Submarine Cemetery, an Ecological Disaster


The Russian submarine cemetery in Andreyeva bay: An ecological disaster on Europe’s doorstep.
At the end of the 1990s, western countries discovered that the Russian Navy, the pride of a beleaguered Soviet Union, was hiding an open nuclear dump. Since then, 25 years of international cooperation and massive Western funding have cleaned up the situation. The worst has been avoided: the leaks have been plugged and the most dangerous elements removed. Despite recent developments in the international context, the decommissioning effort must be maintained and completed.
A remote fjord in the Barents Sea
“Litsa Fjord”: The name is more reminiscent of vast expanses of tundra, ice floes in winter, salmon farming and preserved biodiversity at the world’s end. However, it was there, 34 mi (55 km) away from their border, that the Norwegians realized in the mid-1990s that a major nuclear disaster was threatening them.
Since the early 1960s, the nuclear ships of the Northern Fleet based in Murmansk, some 30 miles to the east, had been coming there to recharge their nuclear reactors.
For 30 years, the site was covered by the greatest secrecy.

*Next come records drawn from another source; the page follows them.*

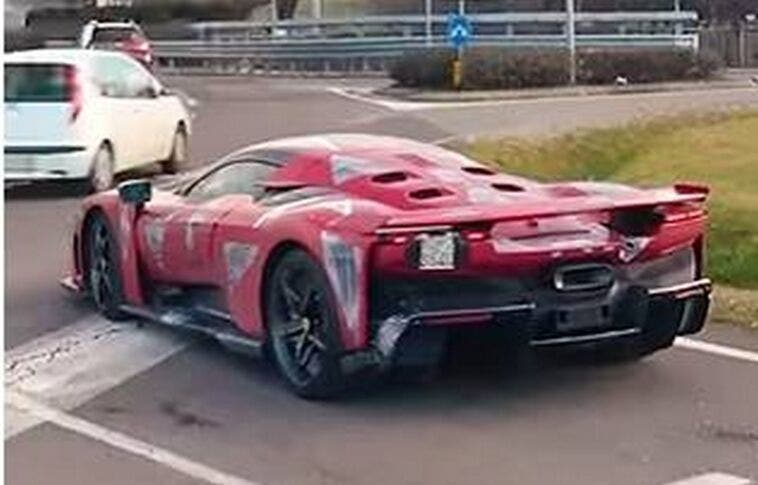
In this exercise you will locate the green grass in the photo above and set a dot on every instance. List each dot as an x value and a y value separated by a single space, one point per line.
720 150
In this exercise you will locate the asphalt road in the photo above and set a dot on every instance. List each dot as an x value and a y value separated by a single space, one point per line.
141 406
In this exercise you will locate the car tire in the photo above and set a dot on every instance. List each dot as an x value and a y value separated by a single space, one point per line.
302 322
103 270
102 174
179 153
633 349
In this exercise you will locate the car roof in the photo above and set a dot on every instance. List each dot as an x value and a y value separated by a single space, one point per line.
129 24
58 56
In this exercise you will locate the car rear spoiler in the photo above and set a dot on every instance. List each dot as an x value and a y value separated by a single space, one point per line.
560 206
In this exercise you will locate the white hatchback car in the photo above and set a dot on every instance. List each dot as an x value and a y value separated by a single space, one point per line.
88 114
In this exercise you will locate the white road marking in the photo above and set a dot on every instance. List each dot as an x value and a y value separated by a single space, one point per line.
715 478
70 366
716 349
43 412
394 105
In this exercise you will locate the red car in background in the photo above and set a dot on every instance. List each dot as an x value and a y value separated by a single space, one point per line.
347 253
127 37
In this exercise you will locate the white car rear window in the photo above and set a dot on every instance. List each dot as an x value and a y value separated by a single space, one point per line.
30 83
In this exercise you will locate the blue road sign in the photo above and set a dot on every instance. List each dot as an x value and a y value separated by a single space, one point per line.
459 30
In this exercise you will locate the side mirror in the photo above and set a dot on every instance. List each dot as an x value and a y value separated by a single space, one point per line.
135 192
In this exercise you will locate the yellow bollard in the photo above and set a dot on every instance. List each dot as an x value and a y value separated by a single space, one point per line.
457 73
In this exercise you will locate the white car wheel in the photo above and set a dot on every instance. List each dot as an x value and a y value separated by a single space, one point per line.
102 176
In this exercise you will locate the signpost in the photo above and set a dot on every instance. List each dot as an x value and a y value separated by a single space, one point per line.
459 32
571 38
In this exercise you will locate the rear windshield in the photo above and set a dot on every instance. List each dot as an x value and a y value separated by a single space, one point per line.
39 83
110 35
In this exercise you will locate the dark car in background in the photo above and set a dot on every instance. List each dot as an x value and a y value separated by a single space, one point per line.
127 37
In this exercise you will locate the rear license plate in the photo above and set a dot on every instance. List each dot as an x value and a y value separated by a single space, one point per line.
582 318
19 163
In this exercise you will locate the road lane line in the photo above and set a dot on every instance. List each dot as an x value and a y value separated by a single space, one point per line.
121 441
428 105
716 349
70 366
715 478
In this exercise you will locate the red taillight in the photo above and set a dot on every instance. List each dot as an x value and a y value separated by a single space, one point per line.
74 91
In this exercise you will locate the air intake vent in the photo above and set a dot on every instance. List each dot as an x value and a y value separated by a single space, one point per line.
583 277
390 177
478 171
430 193
505 187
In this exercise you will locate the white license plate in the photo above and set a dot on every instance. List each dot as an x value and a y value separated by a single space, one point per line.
436 251
20 163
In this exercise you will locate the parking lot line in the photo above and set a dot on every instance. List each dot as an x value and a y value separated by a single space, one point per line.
716 349
364 96
715 478
43 412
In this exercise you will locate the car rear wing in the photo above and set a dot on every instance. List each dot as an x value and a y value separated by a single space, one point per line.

However, everything was gradually abandoned. In 1982, the water tightness of the storage pools containing irradiated fuel elements broke in building #5. The elements were hastily moved to a neighbouring building. Nevertheless, highly radioactive fragments remained at the bottom of the pools. This temporary situation has become a permanent one and the displaced fuel elements were buried in concrete.
Then a slow drift began, similar to that of the Soviet Union.
When the first foreign observers managed to visit the site in the mid-1990s, there was no storage plan. Some of the containers were stored in the open air, facing one of the harshest climates in the world.

Lies and blindness to ecological disaster
The first battle was to overcome the taboo of secrecy: in 1996, the first Russians engineers who tried to denounce this ecological disaster were arrested and imprisoned for espionage.
But the powerful Soviet Navy, which then operated more than 245 nuclear submarines, had to admit its secret: the Andreyeva site contained more than a hundred used nuclear cores, 22,000 fuel elements, half of which were damaged or leaking, 600,349 ft3 (17,000 m3) of solid nuclear waste and 45,909 ft3 (1,300 m3) of liquid nuclear waste!
The concentration of fuel elements was so high that experts feared the start of an unexpected and uncontrollable chain reaction.

International determination pays off
While the Russian sailors had to beg for food in the absence of pay, the international community, led by Norway, mobilized to manage and finance the dismantling of this floating Chernobyl.
On the Russian side, the navy was relinquished and the case was entrusted to Rosatom.
The challenge was considerable, since the waste had to be transported 1,900 mi (3,000 km) south to the Urals, to the Mayak dismantling plant.
Under the European Bank for Reconstruction and Development’s leadership, the western nations participated both financially and through their expertise: France designed the system to remove the fuel elements from the site, Italy invented a dedicated ship to carry them to the port of Murmansk, from where they would be evacuated by train.
In June 2017, the first train left for Mayak dismantling plant. It would be followed by others, at a rate of 3 or 4 per year, each of them transporting nearly 600 fuel elements.

Maintain the effort despite international tensions
Today, the dismantling process is still on-going. In October 2021, it is estimated that half of the stockpile had been removed. Yet, the process is now entering the most dangerous phase, that is, the removal of the most damaged elements. Continued international assistance is still needed to complete the clean-up of the area. After the Andreyeva waste, some environment-threatening wrecked submarines must be dealt with in the Barents Sea, such as the Komsomolets, which sank following a fire in April 1989, or the K159, which was accidentally sunk during a tow in 2003.
Let us hope that despite the isolation it is currently experiencing, the Russian government will leave the door open to international aids, aiming above all for the Greater good and the preservation of the environment for future generations.